Todos los viernes le seguí llevando comida, dinero y regalitos. Y dos o tres veces por semana yo la fornicaba desde atrás porqué así era como más le gustaba, "nunca estuve así mi marido" repetía siempre.

Cuando me anunció que, gracias a mí, se divorciaba, la felicité. Y cuando me dijo, poniéndose "en cuatro patas", que ahora estaríamos juntos para siempre "para disfrutar de lo nuestro, con tu deliciosa manera de cogerme", me alarmé. Le hice ver que ya que se divorció, su familia la aceptaría nuevamente y le develé que todos los bastimentos que le había traído durante todo este tiempo salían de ellos: de sus hermanas (una de ellas mi esposa, le recalqué) y de sus hermanos. No aceptó la realidad. Enloqueció. Me tiró en la cara las pantaletas que le había regalado, me arrojó de su perfume por toda la ropa y blandiendo el consolador, réplica exacta de mi pene erguido, que le llevé una vez "para que no me olvides", me amenazó con mostrárselo, junto con otras cosas, a mi mujer sí yo la abandonaba. Me fui sin decirle nada, escuchando, junto con todo el vecindario, una sarta de improperios y escabrosos detalles acerca de nuestra intimidad, acusándome además, de quitarle la comida a sus hijos de la teta de su madre y, peor aún, mintió gritando a los cuatro vientos que "¡Me preñaste y ahora huyes, cobarde!".
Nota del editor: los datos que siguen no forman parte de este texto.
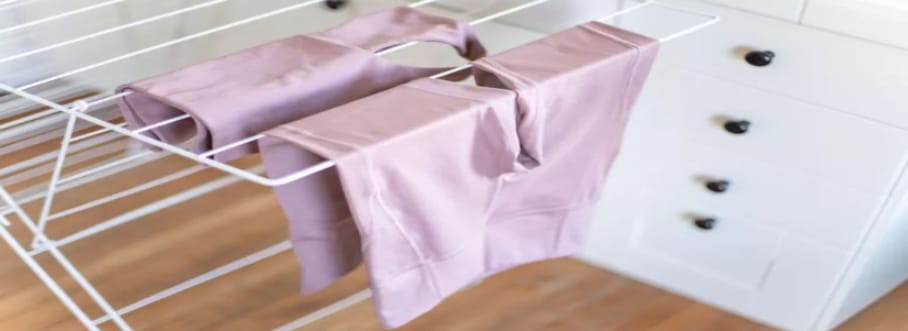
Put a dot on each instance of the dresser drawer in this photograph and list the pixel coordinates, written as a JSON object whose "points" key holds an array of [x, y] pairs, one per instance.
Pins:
{"points": [[726, 186], [823, 68], [735, 251], [784, 9], [679, 107], [748, 269]]}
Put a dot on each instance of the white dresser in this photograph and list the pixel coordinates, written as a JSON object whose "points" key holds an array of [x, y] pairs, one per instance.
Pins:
{"points": [[763, 167]]}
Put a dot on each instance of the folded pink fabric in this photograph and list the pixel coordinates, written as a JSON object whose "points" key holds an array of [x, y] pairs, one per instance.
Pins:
{"points": [[420, 165], [575, 90], [448, 183], [245, 93]]}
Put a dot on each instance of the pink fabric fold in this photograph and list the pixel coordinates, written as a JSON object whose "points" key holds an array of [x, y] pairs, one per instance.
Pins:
{"points": [[419, 166], [245, 93], [447, 183], [575, 91]]}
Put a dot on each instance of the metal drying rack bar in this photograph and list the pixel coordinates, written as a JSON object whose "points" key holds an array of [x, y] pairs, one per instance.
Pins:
{"points": [[41, 123]]}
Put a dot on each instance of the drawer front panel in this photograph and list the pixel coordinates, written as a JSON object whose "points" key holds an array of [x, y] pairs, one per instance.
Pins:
{"points": [[823, 68], [681, 106], [751, 270], [735, 251], [784, 9], [726, 186]]}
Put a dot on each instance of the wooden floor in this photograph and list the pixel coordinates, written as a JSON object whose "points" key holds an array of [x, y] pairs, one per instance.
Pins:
{"points": [[164, 248]]}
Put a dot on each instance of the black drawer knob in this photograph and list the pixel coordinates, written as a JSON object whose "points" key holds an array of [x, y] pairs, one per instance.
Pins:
{"points": [[760, 58], [737, 127], [335, 4], [718, 186], [705, 223]]}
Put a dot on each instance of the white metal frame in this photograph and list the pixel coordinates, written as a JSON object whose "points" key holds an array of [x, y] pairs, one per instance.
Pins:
{"points": [[45, 124]]}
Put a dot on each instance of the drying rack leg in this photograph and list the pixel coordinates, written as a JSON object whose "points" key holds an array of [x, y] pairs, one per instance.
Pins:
{"points": [[61, 259], [45, 277], [54, 180]]}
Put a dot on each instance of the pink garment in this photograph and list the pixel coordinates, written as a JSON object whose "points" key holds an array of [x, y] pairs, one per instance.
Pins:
{"points": [[449, 183], [420, 165], [575, 90], [242, 94]]}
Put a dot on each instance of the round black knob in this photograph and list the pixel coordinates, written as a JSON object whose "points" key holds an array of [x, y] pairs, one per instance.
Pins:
{"points": [[718, 186], [335, 4], [705, 223], [760, 58], [737, 127]]}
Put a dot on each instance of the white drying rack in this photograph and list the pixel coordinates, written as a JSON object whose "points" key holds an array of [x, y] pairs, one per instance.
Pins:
{"points": [[41, 126]]}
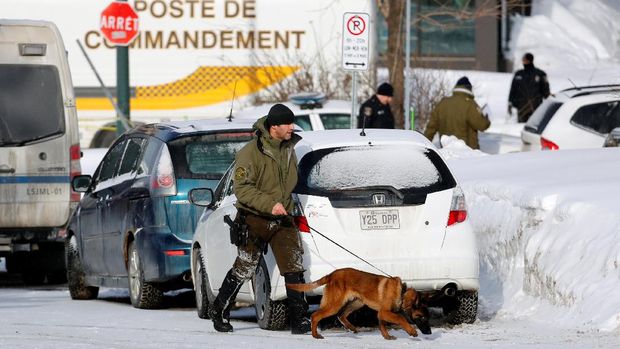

Di muchas vueltas por la ciudad sin rumbo alguno, preguntándome qué hacer y, sin percatarme, recalé en el garaje de mi casa. Mi mujer estaba en la puerta esperándome, con la mirada espinosa y, lanzando fuego por la boca me dijo: "¡Hueles a puta, de seguro que vienes de un burdel!" e impidiéndome el paso a mi propia casa agregó: "Mi pobre y triste hermana estuvo aquí muy afligida y me lo contó todo. Quiero que te vayas de ésta casa antes que te encuentren aquí mis hermanos y me manchen la alfombra con tu sangre". Me dijo que ya lo sabía todo: Cómo le exigía a su débil hermana favores sexuales a cambio de la comida, de cómo les quité la leche a mis sobrinos, cómo la marqué para siempre con un tatuaje en aquel sitio "que ella misma me mostró" y, acto seguido, sacó de una bolsa un consolador, réplica exacta de mi falo erguido, y con sádica alegría en su rostro pronosticó mi futuro: "El marido juró que te lo va a meter por el culo".